Tentu, sebab semburat sedih selalu begitu mudahnya Luna kenali, Luna pun datang mendekat ingin mengajak Ayah bicara untuk memahami apa yang Ayah pikirkan dan juga rasakan. Pasti kala itu Ayah baru bertengkar lagi dengan Bunda. Namun, meski Ayah terkejut Luna telah memergokinya yang tengah bermuram hati, Ayah tetap mempertahankan sandiwaranya sehingga apa yang Luna cari di balik kekosongan hidup Ayah tidak pernah Luna temukan secara nyata.
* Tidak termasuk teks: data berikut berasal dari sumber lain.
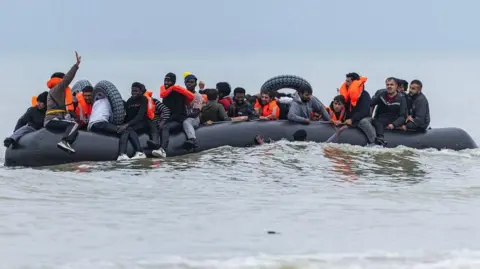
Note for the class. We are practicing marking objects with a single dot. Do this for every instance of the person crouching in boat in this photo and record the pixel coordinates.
(162, 115)
(267, 108)
(176, 98)
(240, 109)
(224, 91)
(336, 110)
(201, 87)
(213, 111)
(31, 121)
(418, 111)
(83, 106)
(100, 122)
(194, 109)
(303, 105)
(58, 111)
(391, 109)
(357, 102)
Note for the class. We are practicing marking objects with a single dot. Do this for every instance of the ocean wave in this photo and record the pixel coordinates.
(459, 259)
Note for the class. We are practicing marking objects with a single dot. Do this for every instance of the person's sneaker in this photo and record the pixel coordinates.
(258, 139)
(380, 141)
(8, 141)
(123, 157)
(65, 146)
(152, 145)
(160, 153)
(190, 144)
(139, 155)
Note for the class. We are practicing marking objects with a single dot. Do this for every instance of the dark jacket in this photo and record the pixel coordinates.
(56, 95)
(361, 110)
(34, 117)
(300, 111)
(420, 112)
(161, 111)
(245, 109)
(176, 102)
(394, 112)
(213, 111)
(136, 110)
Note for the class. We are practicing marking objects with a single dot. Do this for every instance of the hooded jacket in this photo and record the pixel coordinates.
(420, 112)
(300, 111)
(394, 112)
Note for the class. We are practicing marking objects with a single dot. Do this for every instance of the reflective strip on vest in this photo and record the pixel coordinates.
(150, 108)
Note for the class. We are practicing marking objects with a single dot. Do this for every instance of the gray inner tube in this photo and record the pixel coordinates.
(292, 82)
(79, 85)
(285, 82)
(115, 99)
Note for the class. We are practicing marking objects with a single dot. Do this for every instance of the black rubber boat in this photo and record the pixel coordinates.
(40, 148)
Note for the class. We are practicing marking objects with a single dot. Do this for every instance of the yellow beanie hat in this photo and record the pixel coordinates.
(185, 74)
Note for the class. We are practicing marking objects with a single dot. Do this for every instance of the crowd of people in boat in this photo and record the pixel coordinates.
(185, 108)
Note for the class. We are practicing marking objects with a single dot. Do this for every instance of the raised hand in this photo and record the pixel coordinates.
(79, 58)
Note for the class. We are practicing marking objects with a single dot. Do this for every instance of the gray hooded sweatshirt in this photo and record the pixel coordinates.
(300, 111)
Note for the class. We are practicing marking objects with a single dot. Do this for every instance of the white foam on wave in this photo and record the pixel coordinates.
(460, 259)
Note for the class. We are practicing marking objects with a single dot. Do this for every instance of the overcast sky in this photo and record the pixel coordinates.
(210, 26)
(242, 42)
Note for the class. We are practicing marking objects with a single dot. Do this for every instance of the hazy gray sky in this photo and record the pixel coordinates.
(209, 26)
(244, 43)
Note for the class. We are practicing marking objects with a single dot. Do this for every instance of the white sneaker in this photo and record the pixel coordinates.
(139, 155)
(160, 153)
(65, 146)
(123, 157)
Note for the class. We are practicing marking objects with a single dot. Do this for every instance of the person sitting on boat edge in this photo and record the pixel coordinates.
(224, 91)
(83, 106)
(418, 111)
(240, 109)
(176, 98)
(391, 109)
(101, 122)
(213, 111)
(58, 110)
(267, 108)
(358, 105)
(29, 122)
(303, 105)
(139, 116)
(194, 109)
(162, 115)
(336, 110)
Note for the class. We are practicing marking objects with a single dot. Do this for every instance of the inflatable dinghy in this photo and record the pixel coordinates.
(40, 148)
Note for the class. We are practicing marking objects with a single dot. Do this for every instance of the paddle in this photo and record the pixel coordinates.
(337, 133)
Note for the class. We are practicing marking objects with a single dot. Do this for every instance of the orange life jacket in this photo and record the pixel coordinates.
(150, 105)
(353, 92)
(268, 109)
(333, 115)
(83, 110)
(183, 91)
(68, 93)
(34, 101)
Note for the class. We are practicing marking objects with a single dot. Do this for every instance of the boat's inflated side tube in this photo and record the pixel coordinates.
(40, 148)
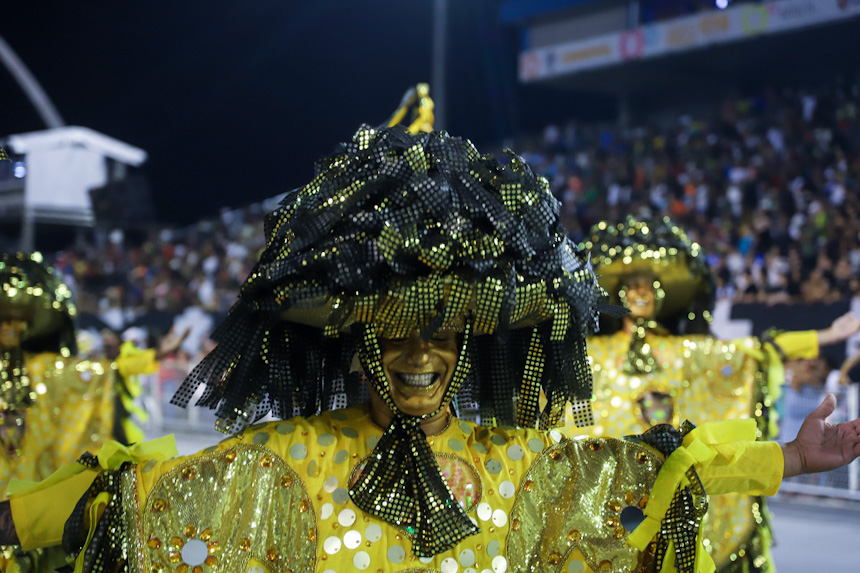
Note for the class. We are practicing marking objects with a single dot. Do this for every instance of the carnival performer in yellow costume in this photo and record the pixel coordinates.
(53, 404)
(448, 274)
(660, 363)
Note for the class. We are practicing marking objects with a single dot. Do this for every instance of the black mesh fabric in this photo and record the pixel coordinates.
(405, 232)
(399, 233)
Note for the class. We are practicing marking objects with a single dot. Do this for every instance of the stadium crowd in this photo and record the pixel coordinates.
(768, 185)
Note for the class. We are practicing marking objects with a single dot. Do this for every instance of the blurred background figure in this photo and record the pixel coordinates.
(661, 364)
(54, 404)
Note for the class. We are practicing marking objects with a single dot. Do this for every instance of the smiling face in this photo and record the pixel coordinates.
(641, 297)
(418, 372)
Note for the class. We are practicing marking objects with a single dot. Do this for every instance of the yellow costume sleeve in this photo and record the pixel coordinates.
(738, 466)
(726, 458)
(800, 344)
(40, 510)
(40, 514)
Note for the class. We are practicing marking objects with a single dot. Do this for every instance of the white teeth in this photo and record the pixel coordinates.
(417, 380)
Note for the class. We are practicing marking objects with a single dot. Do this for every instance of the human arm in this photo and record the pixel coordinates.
(821, 446)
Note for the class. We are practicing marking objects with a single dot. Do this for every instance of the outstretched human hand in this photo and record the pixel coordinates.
(821, 446)
(839, 330)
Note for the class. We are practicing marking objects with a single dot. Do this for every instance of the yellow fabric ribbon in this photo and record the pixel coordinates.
(111, 456)
(97, 507)
(133, 361)
(418, 101)
(114, 454)
(695, 450)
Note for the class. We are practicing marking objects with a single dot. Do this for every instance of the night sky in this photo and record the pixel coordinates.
(233, 101)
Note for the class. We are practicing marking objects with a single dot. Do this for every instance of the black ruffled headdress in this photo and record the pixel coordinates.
(401, 232)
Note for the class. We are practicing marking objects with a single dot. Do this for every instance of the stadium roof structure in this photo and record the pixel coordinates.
(56, 170)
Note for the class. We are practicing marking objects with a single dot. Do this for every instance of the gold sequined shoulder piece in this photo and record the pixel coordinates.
(572, 499)
(220, 510)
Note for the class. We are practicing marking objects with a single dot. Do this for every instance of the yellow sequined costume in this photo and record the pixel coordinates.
(276, 499)
(706, 379)
(53, 404)
(643, 375)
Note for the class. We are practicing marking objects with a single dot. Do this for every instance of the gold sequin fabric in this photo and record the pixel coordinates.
(404, 232)
(277, 498)
(73, 412)
(699, 378)
(31, 294)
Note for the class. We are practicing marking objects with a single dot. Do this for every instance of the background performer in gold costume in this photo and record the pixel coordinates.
(53, 404)
(660, 364)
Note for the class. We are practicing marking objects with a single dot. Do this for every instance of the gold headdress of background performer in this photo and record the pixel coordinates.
(660, 251)
(659, 248)
(37, 304)
(400, 232)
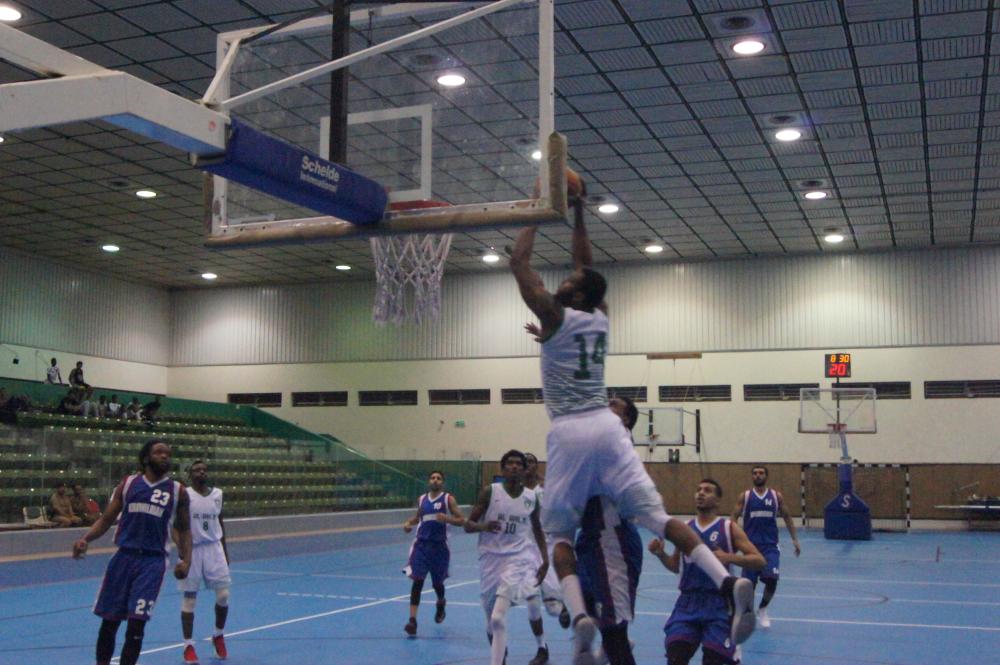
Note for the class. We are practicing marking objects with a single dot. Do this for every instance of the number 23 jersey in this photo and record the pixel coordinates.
(514, 516)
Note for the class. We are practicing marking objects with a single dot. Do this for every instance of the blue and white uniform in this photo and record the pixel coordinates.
(589, 450)
(429, 553)
(135, 573)
(700, 615)
(608, 563)
(208, 559)
(760, 521)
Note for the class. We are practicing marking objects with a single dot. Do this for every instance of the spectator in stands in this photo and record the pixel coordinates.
(89, 405)
(114, 407)
(134, 410)
(52, 373)
(150, 410)
(72, 403)
(84, 506)
(76, 376)
(62, 508)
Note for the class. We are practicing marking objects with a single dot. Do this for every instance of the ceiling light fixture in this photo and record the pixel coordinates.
(788, 135)
(748, 47)
(8, 13)
(451, 80)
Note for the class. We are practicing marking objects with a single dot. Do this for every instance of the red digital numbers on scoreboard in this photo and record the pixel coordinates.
(837, 365)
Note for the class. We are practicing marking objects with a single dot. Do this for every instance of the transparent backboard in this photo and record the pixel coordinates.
(843, 410)
(659, 427)
(480, 145)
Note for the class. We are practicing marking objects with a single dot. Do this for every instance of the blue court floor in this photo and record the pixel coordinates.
(913, 599)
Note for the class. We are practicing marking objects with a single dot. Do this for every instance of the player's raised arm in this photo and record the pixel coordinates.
(789, 522)
(533, 292)
(101, 526)
(746, 555)
(183, 526)
(583, 256)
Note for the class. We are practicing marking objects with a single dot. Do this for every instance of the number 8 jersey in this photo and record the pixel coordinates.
(573, 363)
(146, 513)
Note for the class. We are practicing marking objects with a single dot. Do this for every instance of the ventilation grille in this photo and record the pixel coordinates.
(328, 398)
(387, 398)
(717, 393)
(961, 389)
(460, 396)
(255, 399)
(521, 396)
(634, 393)
(883, 389)
(774, 392)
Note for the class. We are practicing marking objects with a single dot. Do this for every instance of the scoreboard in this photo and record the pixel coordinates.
(837, 365)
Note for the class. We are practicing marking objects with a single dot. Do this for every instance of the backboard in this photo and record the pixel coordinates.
(485, 146)
(837, 410)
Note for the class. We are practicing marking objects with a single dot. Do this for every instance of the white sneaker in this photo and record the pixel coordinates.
(584, 631)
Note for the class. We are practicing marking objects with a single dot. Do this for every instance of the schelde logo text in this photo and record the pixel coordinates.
(324, 171)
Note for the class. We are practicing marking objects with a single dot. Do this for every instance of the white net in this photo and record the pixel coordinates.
(408, 271)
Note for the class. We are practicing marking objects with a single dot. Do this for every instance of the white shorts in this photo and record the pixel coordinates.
(591, 454)
(208, 566)
(510, 576)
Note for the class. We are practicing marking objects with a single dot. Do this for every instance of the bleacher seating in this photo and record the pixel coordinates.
(261, 474)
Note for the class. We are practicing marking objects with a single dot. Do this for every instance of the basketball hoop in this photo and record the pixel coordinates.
(408, 271)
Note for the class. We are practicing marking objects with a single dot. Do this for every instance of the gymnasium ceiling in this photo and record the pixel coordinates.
(898, 102)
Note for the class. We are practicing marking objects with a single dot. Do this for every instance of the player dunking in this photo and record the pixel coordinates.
(504, 516)
(209, 560)
(700, 616)
(429, 552)
(146, 502)
(759, 507)
(590, 453)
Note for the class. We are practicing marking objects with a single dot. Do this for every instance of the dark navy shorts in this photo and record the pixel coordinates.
(429, 557)
(130, 587)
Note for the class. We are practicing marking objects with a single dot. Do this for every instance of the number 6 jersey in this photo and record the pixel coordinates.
(146, 512)
(573, 363)
(514, 516)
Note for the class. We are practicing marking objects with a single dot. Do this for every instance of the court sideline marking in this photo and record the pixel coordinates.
(310, 617)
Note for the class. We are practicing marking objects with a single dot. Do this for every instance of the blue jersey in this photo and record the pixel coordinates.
(717, 536)
(428, 510)
(760, 517)
(146, 513)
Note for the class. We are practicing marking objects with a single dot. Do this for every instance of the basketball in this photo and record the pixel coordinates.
(574, 185)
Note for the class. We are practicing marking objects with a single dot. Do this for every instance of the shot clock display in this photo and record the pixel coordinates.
(838, 365)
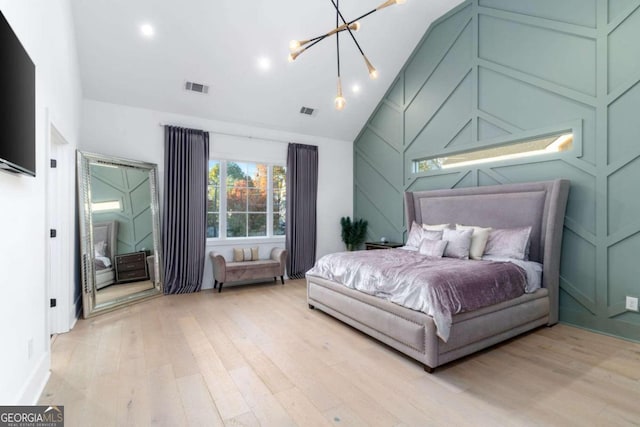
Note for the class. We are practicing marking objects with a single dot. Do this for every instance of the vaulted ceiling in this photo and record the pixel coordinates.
(221, 42)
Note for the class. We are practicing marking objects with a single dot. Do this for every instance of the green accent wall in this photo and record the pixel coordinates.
(131, 187)
(491, 71)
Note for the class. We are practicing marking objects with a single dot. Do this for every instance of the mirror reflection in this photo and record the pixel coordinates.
(120, 232)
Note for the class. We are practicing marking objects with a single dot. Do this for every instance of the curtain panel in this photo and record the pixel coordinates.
(186, 158)
(302, 193)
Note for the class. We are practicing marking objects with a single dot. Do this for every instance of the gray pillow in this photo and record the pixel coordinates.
(433, 248)
(458, 243)
(509, 243)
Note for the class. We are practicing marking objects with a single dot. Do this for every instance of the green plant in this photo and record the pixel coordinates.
(354, 232)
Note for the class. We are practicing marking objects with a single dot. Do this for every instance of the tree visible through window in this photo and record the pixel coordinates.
(239, 195)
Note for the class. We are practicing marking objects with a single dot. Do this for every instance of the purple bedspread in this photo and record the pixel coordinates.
(439, 287)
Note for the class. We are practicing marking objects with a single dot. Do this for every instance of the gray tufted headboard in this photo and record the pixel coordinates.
(538, 204)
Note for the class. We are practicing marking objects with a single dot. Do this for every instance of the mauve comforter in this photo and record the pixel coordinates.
(439, 287)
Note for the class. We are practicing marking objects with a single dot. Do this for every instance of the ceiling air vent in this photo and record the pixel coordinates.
(196, 87)
(306, 110)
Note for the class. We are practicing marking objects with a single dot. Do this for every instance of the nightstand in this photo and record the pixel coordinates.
(131, 266)
(380, 245)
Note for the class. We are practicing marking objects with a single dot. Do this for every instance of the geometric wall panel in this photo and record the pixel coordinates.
(578, 251)
(422, 64)
(525, 105)
(578, 12)
(379, 224)
(624, 197)
(388, 123)
(396, 95)
(624, 280)
(494, 68)
(624, 55)
(550, 55)
(382, 156)
(581, 206)
(487, 130)
(446, 77)
(131, 188)
(618, 7)
(446, 123)
(624, 126)
(379, 191)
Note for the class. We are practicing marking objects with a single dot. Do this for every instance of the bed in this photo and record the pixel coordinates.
(539, 205)
(105, 235)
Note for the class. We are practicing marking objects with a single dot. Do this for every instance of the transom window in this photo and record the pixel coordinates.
(246, 199)
(533, 147)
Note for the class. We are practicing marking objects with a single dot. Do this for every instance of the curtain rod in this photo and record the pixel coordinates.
(234, 134)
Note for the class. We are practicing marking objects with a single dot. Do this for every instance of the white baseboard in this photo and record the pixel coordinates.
(31, 391)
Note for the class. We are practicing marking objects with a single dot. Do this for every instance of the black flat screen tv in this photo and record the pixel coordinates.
(17, 104)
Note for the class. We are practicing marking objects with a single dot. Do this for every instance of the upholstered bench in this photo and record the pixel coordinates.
(225, 271)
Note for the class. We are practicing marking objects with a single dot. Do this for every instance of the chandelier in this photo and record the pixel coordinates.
(297, 47)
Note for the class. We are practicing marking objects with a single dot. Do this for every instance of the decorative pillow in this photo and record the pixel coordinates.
(436, 227)
(100, 248)
(245, 254)
(458, 243)
(415, 235)
(508, 242)
(418, 234)
(433, 248)
(478, 239)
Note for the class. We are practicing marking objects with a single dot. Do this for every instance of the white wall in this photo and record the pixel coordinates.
(45, 28)
(135, 133)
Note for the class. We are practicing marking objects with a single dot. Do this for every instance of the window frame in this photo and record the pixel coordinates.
(574, 127)
(223, 212)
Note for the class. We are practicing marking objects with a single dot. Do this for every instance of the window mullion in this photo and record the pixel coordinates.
(223, 199)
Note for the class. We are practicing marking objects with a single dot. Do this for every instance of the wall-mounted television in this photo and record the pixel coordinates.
(17, 104)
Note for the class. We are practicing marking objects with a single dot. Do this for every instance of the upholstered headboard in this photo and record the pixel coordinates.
(106, 232)
(539, 204)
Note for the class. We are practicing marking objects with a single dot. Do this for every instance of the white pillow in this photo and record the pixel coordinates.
(509, 243)
(478, 239)
(415, 236)
(458, 243)
(433, 248)
(436, 227)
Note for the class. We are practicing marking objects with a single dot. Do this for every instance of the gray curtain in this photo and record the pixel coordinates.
(302, 192)
(186, 160)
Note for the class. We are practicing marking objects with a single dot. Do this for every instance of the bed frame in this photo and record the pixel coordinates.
(540, 205)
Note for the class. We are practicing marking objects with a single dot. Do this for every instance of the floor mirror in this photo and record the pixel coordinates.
(119, 232)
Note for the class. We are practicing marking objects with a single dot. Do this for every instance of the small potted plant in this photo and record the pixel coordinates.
(354, 232)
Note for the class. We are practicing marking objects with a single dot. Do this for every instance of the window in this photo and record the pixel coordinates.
(246, 199)
(549, 144)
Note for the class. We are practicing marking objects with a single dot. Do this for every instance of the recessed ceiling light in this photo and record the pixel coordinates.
(264, 63)
(147, 30)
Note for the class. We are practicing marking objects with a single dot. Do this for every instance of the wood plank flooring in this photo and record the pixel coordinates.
(256, 355)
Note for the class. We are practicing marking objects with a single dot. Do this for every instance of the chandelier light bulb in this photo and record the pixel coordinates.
(340, 101)
(294, 44)
(373, 73)
(294, 55)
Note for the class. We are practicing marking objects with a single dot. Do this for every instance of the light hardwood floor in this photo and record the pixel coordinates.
(256, 355)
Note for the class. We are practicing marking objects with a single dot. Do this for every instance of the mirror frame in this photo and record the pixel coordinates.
(90, 308)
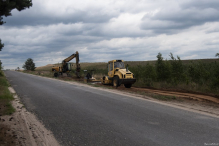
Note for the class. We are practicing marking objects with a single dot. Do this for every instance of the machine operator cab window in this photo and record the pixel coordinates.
(117, 64)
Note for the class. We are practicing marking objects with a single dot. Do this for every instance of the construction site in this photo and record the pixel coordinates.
(118, 75)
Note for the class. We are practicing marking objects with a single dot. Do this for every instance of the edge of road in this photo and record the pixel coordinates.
(192, 108)
(25, 127)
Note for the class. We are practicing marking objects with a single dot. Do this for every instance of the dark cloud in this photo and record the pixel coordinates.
(34, 17)
(188, 14)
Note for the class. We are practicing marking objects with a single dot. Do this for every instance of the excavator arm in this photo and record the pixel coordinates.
(65, 66)
(71, 57)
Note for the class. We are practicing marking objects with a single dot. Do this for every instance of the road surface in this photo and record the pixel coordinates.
(80, 115)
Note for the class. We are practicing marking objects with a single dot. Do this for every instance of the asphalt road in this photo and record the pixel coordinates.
(80, 115)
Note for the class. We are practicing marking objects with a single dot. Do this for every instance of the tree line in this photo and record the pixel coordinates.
(195, 75)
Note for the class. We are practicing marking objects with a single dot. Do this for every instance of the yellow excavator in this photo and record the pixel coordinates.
(118, 74)
(66, 66)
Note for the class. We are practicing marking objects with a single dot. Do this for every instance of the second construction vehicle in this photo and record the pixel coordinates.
(118, 74)
(66, 66)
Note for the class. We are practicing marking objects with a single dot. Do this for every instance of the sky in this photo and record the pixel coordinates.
(103, 30)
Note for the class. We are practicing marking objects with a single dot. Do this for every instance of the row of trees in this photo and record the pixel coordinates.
(172, 73)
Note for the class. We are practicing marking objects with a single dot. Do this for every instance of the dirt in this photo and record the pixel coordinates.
(23, 128)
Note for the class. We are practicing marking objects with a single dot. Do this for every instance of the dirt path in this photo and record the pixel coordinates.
(23, 128)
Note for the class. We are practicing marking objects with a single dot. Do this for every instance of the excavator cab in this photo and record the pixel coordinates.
(117, 74)
(67, 67)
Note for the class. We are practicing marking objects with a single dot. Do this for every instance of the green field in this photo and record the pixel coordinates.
(200, 75)
(5, 96)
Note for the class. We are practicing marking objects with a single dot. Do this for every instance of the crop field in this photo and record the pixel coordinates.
(201, 75)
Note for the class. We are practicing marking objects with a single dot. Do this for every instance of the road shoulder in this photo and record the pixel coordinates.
(23, 128)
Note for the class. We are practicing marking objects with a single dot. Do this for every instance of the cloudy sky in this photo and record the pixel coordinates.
(102, 30)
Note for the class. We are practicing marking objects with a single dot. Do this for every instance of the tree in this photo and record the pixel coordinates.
(162, 68)
(1, 45)
(6, 6)
(29, 65)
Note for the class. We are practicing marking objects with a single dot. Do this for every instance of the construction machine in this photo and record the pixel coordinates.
(66, 66)
(118, 74)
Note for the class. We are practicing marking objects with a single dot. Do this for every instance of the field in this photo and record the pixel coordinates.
(201, 75)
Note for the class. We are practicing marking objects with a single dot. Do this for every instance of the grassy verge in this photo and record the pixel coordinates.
(5, 97)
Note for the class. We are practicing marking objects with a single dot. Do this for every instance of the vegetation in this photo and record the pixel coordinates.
(190, 75)
(5, 95)
(198, 76)
(29, 65)
(6, 6)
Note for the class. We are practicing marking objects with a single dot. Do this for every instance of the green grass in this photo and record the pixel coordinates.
(5, 97)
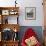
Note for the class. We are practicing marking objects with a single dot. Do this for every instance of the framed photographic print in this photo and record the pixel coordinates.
(30, 13)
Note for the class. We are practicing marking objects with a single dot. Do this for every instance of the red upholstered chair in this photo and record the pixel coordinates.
(29, 33)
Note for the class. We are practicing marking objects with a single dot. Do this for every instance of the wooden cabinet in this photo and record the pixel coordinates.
(8, 26)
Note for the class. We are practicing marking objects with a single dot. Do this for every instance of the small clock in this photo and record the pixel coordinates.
(5, 12)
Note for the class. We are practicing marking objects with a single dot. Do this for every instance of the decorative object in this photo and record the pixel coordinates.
(5, 12)
(30, 13)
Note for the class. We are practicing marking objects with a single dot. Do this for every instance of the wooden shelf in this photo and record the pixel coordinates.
(4, 13)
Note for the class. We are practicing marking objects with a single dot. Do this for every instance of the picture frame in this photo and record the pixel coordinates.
(5, 12)
(30, 13)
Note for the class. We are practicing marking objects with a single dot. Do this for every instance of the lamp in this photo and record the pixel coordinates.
(15, 3)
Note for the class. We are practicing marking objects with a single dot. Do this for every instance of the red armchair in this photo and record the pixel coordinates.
(30, 34)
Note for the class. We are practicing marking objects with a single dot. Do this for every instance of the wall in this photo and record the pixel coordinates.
(26, 3)
(38, 30)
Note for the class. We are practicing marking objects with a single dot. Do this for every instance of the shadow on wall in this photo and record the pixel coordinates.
(37, 29)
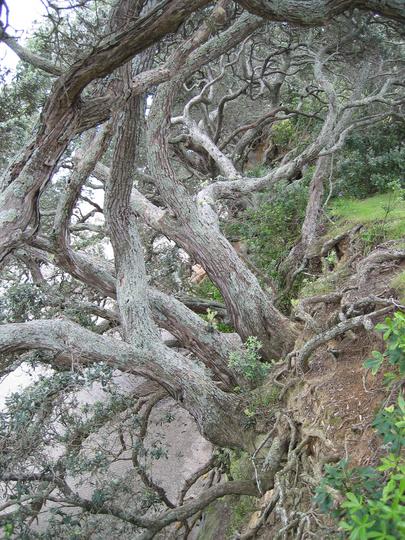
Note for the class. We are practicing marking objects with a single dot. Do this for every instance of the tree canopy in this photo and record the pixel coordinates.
(141, 140)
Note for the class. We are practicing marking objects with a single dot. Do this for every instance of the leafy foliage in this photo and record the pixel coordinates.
(374, 497)
(394, 334)
(273, 227)
(372, 161)
(248, 363)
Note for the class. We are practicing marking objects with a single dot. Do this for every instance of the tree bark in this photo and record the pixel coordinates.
(250, 308)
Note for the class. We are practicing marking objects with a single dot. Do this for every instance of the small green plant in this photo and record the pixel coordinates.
(394, 334)
(374, 498)
(248, 363)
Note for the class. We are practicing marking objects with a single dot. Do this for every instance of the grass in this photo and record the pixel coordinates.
(387, 209)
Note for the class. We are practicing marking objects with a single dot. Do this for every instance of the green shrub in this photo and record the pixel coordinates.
(374, 497)
(248, 362)
(371, 161)
(273, 228)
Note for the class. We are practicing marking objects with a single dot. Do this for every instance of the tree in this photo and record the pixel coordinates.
(144, 111)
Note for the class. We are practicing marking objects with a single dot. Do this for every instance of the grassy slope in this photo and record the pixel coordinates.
(386, 209)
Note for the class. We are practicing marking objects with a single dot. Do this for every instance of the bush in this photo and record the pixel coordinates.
(374, 497)
(271, 230)
(248, 363)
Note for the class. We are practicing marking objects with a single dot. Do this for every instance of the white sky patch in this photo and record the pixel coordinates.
(23, 14)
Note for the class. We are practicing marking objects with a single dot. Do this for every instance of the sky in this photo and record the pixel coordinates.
(22, 15)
"Loh, beruntung banget Ayah bisa ketemu putri kesayangan Ayah di sini? Luna abis jalan-jalan sama temen, ya?" ujar Ayah menegakkan tubuhnya seraya tersenyum mengimbangi.

Jika saja Ayah tidak memutarbalikkan pertanyaan Luna saat itu, mungkin Luna akan menjawabnya dengan jujur bahwa sama seperti Ayah, hati dan pikiran Luna sedang kacau sekali sampai rasanya ia butuh berkelana sendiri tanpa tujuan yang jelas.